Masking: None (Open Label)
Primary Purpose: Treatment
Official Title: A Phase I/IIa First-in-human, Open-label Study to Evaluate the Safety, Pharmacokinetics, Pharmacodynamics, and Preliminary Efficacy of AZD8853 in Participants With Selected Advanced/Metastatic Solid Tumours
Actual Study Start Date : June 7, 2022
Estimated Primary Completion Date : June 20, 2024
Estimated Study Completion Date : June 20, 2024

Resource links provided by the National Library of Medicine


Arm Intervention/treatment
Experimental: Substudy 1 - Parts A, B, and C
  • Part A: AZD8853 monotherapy dose escalation
  • Part B1 and Part B2: AZD8853 monotherapy safety expansion at dose levels and indications determined to be safe in Part A
  • Part C1 and Part C2: AZD8853 monotherapy safety and preliminary efficacy expansion at dose levels and indications determined to be safe in Parts A and B
Drug: AZD8853
Monotherapy given until progressive disease or upon meeting other discontinuation criteria.

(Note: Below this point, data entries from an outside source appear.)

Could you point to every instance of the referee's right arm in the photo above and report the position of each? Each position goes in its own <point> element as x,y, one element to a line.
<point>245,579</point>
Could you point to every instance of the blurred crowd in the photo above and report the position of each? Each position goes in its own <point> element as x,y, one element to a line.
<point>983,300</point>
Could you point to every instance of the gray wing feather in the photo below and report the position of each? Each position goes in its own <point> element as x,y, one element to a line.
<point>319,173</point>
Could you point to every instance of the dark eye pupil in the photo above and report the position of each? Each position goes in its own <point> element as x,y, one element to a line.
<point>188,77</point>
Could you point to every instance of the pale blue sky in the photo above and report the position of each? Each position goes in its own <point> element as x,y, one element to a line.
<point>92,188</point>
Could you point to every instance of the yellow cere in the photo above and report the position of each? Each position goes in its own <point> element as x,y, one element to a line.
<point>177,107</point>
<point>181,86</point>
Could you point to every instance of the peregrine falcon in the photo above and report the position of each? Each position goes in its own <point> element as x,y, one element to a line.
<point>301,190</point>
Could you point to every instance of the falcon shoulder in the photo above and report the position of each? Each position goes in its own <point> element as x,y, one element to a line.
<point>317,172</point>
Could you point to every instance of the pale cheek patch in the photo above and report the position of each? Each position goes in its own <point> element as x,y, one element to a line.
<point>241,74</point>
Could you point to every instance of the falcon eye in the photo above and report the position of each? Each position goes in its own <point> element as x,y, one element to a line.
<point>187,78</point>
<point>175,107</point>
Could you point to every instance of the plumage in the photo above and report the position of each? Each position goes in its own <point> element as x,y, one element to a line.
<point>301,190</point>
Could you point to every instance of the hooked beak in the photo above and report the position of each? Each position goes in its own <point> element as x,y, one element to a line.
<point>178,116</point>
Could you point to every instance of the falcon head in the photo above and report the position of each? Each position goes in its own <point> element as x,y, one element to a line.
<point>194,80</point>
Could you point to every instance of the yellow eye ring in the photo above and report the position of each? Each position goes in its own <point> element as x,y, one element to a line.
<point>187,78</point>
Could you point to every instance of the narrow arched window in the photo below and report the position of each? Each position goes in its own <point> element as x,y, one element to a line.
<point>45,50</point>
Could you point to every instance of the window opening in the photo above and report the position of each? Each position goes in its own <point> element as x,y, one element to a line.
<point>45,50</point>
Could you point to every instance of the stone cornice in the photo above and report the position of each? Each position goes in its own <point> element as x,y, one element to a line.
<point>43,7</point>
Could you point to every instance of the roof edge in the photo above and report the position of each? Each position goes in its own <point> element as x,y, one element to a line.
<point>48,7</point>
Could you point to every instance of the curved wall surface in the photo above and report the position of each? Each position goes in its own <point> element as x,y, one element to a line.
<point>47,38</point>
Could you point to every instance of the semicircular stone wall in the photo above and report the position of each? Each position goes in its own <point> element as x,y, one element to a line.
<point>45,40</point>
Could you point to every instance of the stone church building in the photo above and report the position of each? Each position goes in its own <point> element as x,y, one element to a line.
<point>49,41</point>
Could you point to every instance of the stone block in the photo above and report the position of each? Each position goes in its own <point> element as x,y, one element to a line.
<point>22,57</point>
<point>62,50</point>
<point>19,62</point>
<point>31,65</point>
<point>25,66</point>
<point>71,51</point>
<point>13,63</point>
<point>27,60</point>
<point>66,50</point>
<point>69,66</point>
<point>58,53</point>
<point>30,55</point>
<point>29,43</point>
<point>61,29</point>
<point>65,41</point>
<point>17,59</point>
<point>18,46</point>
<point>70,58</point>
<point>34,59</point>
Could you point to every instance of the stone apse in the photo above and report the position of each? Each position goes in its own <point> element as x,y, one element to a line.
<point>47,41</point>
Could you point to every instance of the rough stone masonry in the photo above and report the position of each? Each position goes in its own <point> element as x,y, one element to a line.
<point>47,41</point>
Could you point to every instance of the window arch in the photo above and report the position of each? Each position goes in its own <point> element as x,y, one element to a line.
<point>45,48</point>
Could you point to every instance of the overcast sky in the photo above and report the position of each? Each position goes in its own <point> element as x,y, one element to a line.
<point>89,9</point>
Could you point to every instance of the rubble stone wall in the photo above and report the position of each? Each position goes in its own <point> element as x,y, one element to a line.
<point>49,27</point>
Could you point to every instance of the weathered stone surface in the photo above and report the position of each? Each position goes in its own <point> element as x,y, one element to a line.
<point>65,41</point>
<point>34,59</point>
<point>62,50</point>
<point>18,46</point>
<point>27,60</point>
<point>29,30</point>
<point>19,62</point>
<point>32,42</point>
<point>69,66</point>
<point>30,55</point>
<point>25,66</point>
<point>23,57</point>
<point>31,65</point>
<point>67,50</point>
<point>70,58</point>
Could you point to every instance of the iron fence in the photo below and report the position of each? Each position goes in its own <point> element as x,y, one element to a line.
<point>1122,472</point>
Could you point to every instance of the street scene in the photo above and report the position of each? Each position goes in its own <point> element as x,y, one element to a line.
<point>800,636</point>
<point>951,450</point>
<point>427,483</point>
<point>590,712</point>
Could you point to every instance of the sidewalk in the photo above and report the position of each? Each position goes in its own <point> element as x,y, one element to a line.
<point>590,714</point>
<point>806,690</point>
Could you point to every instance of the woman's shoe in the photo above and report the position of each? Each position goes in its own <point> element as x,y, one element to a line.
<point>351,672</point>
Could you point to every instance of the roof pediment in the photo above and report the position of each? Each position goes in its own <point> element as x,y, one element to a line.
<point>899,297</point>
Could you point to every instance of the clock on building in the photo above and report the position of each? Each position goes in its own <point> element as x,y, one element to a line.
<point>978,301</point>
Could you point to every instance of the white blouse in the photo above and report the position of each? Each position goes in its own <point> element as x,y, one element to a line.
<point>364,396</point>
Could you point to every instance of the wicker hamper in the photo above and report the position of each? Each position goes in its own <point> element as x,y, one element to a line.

Experimental: Substudy 1 - Parts B1 and B2 with CD8+ PET
Sub-set of participants from Parts B1 and B2 will also receive investigational CD8+ T cell targeted radioactive tracer, Zirconium-89 crefmirlimab berdoxam with PET scans
Drug: Zirconium-89 crefmirlimab berdoxam
CD8+ T cell tracer for positron emission tomography (PET) at two time points in addition to monotherapy AZD8853
Other Name: 89-Zr-Df-IAB22M2C, 89-Zr-Df-crefmirlimab




Primary Outcome Measures :
  1. All Substudies-Dose Escalation Parts Only: Number of Dose Limiting Toxicities (DLTs) [ Time Frame: From Cycle 1 Day 1 to end of Cycle 1 (21 days) ]
    Incidence of DLTs during the DLT evaluation period per DLT criteria set forth in the protocol. DLTs are assessed per CTCAE v5.0.

  2. All Substudies: Number of participants with adverse events (AEs) [ Time Frame: From Informed Consent through 90 days after the last dose of AZD8853 [about 6 months] ]
    Incidence of AEs by evaluation of clinically significant changes from baseline in clinical laboratory parameters, vital signs, ECG results, and other clinical assessments per CTCAE 5.0.

  3. All Substudies: Number of participants with serious adverse events (SAEs) [ Time Frame: From Informed Consent through 90 days after the last dose of AZD8853 [about 6 months] ]
    Incidence of SAEs by evaluation of clinically significant changes from baseline in clinical laboratory parameters, vital signs, ECG results, and other clinical assessments per CTCAE 5.0.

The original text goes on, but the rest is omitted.